Jumat, 03 Desember 2010
Sajak T. Wijaya
Aku pamrih pada ikan gurami dan lele, yang tumbuh di tiga kolamku. Setelah kuberi makan berpuluh kilogram pelet dan sayuran, pada waktunya kumakan dan kujual. Pangan kami. Tapi bulan di atas atap pondok ini tidak setia lagi. Dia menyampaikan pada penduduk New York, apa yang kami keluhkan mengenai pangan hari ini. Dia pun tak mampu menepiskan awan hitam yang sebentar lagi memberi hujan dan petir.
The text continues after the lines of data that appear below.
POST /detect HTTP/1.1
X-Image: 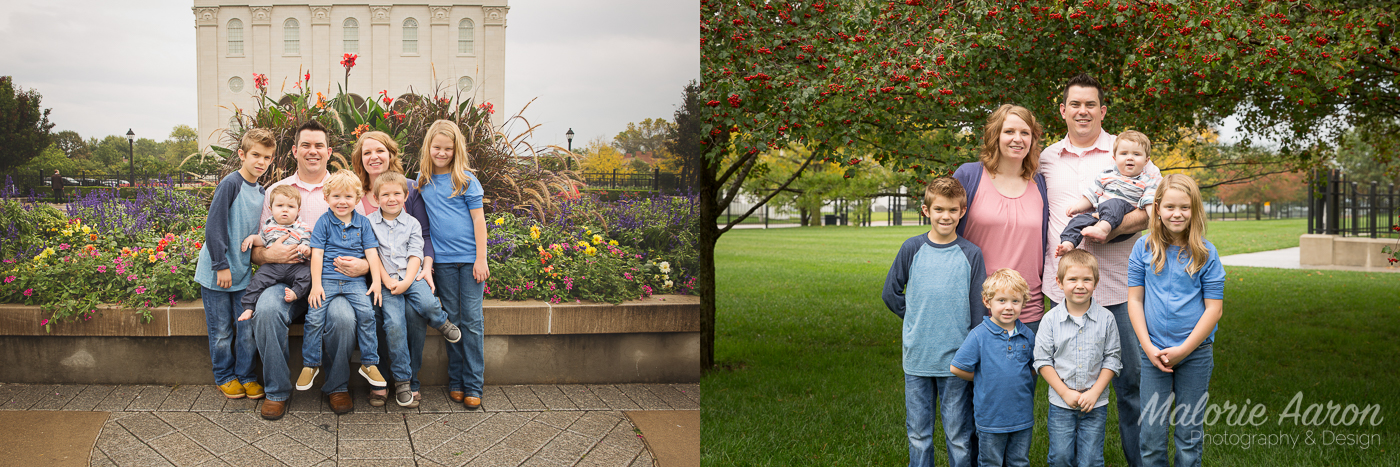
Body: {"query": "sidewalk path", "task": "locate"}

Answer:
[1221,246,1400,273]
[0,383,700,466]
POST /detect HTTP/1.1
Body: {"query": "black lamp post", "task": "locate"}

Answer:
[126,129,136,187]
[564,129,574,171]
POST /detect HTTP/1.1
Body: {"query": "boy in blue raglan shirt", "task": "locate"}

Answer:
[881,178,987,467]
[195,129,277,398]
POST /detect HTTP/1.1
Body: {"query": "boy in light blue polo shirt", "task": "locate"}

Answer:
[367,171,462,408]
[1032,249,1123,467]
[951,268,1036,467]
[882,178,987,467]
[297,171,388,390]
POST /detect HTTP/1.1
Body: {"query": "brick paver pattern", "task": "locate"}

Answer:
[0,383,700,466]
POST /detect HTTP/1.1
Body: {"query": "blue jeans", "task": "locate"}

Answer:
[303,278,379,366]
[249,284,356,401]
[382,281,447,382]
[904,373,977,467]
[977,428,1035,467]
[1140,344,1215,467]
[1051,302,1152,467]
[1105,302,1152,467]
[199,287,258,386]
[1046,404,1109,467]
[433,263,486,397]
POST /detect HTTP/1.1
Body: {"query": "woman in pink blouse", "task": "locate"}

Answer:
[953,103,1050,331]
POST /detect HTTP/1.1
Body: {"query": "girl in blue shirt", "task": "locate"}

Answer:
[1128,173,1225,467]
[419,120,491,410]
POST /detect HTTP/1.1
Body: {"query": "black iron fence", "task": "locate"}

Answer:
[580,169,683,192]
[27,171,210,187]
[1308,171,1400,238]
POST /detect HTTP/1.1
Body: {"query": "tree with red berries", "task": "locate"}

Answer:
[700,0,1400,368]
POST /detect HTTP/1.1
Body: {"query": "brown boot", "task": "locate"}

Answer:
[262,400,287,419]
[330,393,354,415]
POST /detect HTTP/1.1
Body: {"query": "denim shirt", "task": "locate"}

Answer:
[311,211,379,281]
[365,210,423,280]
[953,316,1036,433]
[1032,301,1123,408]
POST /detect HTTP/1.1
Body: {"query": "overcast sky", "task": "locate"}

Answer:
[0,0,700,147]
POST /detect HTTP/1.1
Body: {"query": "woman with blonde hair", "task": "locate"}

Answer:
[350,131,437,407]
[953,103,1050,331]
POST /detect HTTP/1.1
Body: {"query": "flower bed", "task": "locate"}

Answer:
[0,180,697,330]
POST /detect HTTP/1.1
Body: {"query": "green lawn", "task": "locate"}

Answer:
[701,221,1400,466]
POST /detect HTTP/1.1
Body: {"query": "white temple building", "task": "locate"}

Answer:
[192,0,510,147]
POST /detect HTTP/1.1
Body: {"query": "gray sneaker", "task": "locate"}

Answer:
[393,382,419,408]
[438,322,462,344]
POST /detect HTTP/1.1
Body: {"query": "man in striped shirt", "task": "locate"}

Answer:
[1040,74,1161,467]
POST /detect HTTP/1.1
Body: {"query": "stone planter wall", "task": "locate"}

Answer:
[0,295,700,385]
[1298,234,1396,267]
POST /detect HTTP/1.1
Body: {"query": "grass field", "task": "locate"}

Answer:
[701,221,1400,466]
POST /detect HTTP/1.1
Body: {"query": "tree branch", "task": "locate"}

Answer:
[720,151,818,235]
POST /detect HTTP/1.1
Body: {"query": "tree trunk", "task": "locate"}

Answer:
[696,146,721,372]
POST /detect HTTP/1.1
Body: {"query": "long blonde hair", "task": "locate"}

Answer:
[1147,173,1211,275]
[350,131,407,193]
[977,103,1044,180]
[419,120,476,197]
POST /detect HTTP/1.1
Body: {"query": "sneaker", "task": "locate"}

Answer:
[438,322,462,344]
[297,366,321,390]
[218,378,246,398]
[244,382,263,398]
[393,382,419,408]
[360,365,389,387]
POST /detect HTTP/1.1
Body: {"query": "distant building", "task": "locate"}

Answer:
[192,0,510,147]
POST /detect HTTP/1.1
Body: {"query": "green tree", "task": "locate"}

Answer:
[1333,131,1400,186]
[161,124,203,173]
[0,76,53,171]
[582,137,627,173]
[659,81,706,189]
[699,0,1400,364]
[53,130,88,158]
[613,119,675,154]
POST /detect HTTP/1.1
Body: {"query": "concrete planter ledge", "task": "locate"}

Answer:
[0,295,700,385]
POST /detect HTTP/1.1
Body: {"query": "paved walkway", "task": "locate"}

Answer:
[1221,246,1400,273]
[0,383,700,466]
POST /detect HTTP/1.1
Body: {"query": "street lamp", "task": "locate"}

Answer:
[564,129,574,171]
[126,129,136,187]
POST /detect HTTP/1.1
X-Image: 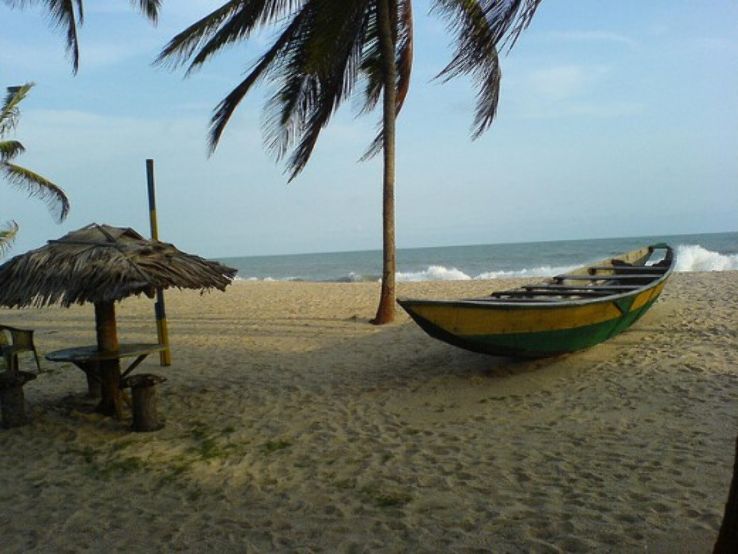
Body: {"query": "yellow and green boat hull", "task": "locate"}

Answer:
[398,280,665,357]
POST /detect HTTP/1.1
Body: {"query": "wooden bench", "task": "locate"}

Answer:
[0,325,41,372]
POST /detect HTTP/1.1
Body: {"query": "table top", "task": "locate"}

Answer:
[46,343,167,362]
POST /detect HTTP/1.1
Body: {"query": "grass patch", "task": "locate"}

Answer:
[360,485,413,508]
[261,440,292,454]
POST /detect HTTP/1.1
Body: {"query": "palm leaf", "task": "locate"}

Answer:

Tuhan, masukilah ikan gurami dan lele buat berkembang menjadi jutaan dan membesar, sehingga kami dapat sembunyi dari Amerika Serikat. Pangan kami.
Pangan kami.
Kami.
2010
Senin, 22 Maret 2010
Sajak T.WIJAYA
Ayahku kehilangan bolanya. Belum juga gugur paku, gergaji, dan kegilaan ingin membunuhnya, dari sang istri yang ketakutan atas kemiskinan, di lapangan hijau ini. Ayahku melewati takdirnya. Dia disumpah miskin saat menggiring bola. Bola yang ditendangnya tetap ditulisnya: Tuhan, ampuni segala dosa istriku. Biarlah gergaji, paku, yang keluar dari mulutnya menjadi kaca akan ketakutannya. Tunjukkan surga padanya.
Ayahku menendang lagi bolanya. Gol, tapi paku, gergaji, dan ancaman meninggalkan kami, tetap menusuk gawang telinganya dari sang istri yang dijajah kenangan direndahkan di ruang istrirahat pemain. Ayahku tidak memburu cantik permainan. Dia membangun banyak gol, teruntuk kami yang membuat banyak bola di pinggir lapangan. Semua bola kami ditendangnya, juga ditulisnya: Tuhan, ampuni semua dosa anak-anakku. Tunjukkan surga padanya.